Life behind the counter.
Ever since the end of the world, business had been quite at Tesco Express. While before there had been a steady stream of students buying cheap wine, and locals looking annoyed by the students (and the lack of cheap wine left), now there was only him. He’d worked behind the counter for 3 years, which was an impressive stint for a temporary job, and in that time he’d seen many an unwelcome sight.
The man being sick down the crisp aisle hadn’t been pleasant, nor had the couple having sex by the ready meals. A dog pissing up his leg one morning hadn’t gone down too well, and the apocalypse was a pretty rubbish way to end a Tuesday.
But in all that time nothing had ever really surprised him.
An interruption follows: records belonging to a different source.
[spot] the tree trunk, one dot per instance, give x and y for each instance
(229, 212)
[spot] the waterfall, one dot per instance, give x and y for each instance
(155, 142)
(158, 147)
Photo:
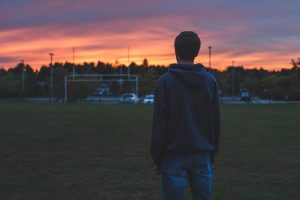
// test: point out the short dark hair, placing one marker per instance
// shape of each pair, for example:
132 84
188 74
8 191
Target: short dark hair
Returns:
187 45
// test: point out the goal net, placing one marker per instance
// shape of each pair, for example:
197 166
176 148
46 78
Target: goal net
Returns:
102 88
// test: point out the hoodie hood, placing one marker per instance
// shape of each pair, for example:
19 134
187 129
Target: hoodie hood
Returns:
191 75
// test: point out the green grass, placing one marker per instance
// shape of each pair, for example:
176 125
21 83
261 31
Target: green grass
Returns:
89 151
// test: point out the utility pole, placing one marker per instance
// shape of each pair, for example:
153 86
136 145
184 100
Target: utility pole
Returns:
73 62
23 79
209 56
232 79
51 78
128 60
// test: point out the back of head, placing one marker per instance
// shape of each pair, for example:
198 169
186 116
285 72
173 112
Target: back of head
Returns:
187 46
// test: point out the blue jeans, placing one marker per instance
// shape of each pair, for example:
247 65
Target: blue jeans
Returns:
179 170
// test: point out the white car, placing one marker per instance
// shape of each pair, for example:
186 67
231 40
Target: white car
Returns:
149 99
129 98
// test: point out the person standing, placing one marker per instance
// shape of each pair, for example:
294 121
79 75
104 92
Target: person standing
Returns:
186 123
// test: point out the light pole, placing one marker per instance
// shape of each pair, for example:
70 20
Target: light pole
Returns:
23 79
128 62
209 56
73 62
51 78
232 79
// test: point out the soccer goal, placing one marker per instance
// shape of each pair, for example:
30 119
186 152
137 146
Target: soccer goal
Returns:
102 88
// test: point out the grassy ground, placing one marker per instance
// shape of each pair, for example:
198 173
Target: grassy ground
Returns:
88 152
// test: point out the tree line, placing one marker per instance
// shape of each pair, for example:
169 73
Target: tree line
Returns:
277 85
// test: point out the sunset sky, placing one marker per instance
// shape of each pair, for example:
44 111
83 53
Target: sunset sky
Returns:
253 33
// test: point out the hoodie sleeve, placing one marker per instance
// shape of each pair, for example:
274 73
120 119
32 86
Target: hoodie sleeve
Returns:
159 123
216 116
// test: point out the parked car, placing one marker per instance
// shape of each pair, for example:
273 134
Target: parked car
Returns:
149 99
129 98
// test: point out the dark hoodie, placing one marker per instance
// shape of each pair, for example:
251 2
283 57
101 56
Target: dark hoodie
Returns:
186 115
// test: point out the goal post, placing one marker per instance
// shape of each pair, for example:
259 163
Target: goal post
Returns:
99 87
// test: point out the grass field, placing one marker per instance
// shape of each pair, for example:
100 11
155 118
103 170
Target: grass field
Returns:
89 152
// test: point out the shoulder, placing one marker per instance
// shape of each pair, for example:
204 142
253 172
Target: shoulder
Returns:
211 77
163 78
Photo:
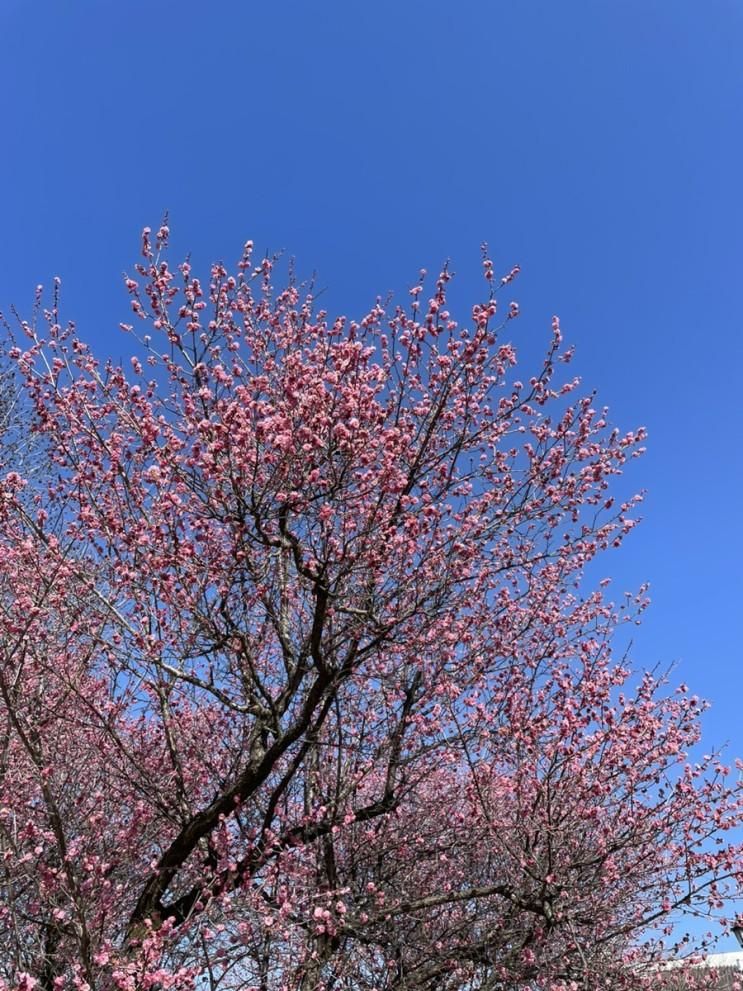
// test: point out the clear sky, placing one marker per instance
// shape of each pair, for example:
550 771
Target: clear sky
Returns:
597 143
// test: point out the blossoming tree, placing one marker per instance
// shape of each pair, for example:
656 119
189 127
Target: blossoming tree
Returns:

He’d been warned upon taking the role that a Tesco Express was a hotbed for depravity, and having been a student looking for wine there himself once, he knew all about it.
Even when the sky came burning down around him, even when he saw all of humanity wiped out in a few seconds by a blaze of fireballs and the scornful undead, even when the water started to boil and the mutated corpses of all his former friends caused a diversion on his way to work – that hadn’t really caught him off guard. ‘Shit happens,’ he’d thought, and he was right – it did.
He’d wondered for a while whether it was worth working anymore, since all of his customers had perished. But then he remembered that time his boss knew he’d stolen a pack of Milky Way Buttons, and he dared not risk his wrath again, even if he was no longer his living employer.
So, like a faithful drone who knew no better and had no mind of his own, he continued to do what he’d always been told he should: turn up on time, leave his phone in the office and be polite to everyone that came in.
And it was when someone did come in that he was finally shocked. Out of the silence walked a figure, opening up the automatic doors and idly walking around looking for some wholemeal bread. He’d never seen a ghost before, nor understood the appeal of wholemeal, yet now both were facing him head on.
“Would you like a bag with that?” he asked as the figure approached his counter.
“No,” said the figure, licking her lips. “But you’ll make a lovely filling.”